Common perception of corruption often pertains to monetary bribes paid to expedite bureaucratic processes. However, this constitutes merely the tip of the iceberg. The more insidious form of corruption involves bestowing substantial financial advantages during policymaking, building permits, tenders, and privatization. This multi-faceted corruption, obscured from public scrutiny, places an onerous burden on the populace. Despite the existence of laws such as the Right to Information and Service Guarantee Act, the 2023 report from the National Crime Records Bureau reveals a disconcerting 10.5 percent uptick in corruption cases in 2022.

Addressing corruption demands an examination of administrative and political collusion. While political leadership is often held accountable, effective intervention necessitates a collective resolve among administrative officers and a robust statutary framework. Succumbing to political pressures and engaging in illicit practices only exacerbates corruption, underscoring the need for bureaucratic autonomy.

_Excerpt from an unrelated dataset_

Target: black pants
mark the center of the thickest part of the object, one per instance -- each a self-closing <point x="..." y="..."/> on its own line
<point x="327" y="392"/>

Enhancing transparency in administration emerges as a potent antidote to corruption. Provisions such as the Right to Information, while ostensibly effective, are undermined by a culture of denial rather than information dissemination. Public access can be increased to government transactions, facilitated by computerization and network connectivity since it could significantly curtail corruption. However, the inertia of administrative mentality poses a formidable obstacle. A transformative administrative culture, underpinned by effective governance, could manifest tangible change within months, heralding an era where India rivals or surpasses Denmark in integrity. All it requires is the collective will to effect this transformation.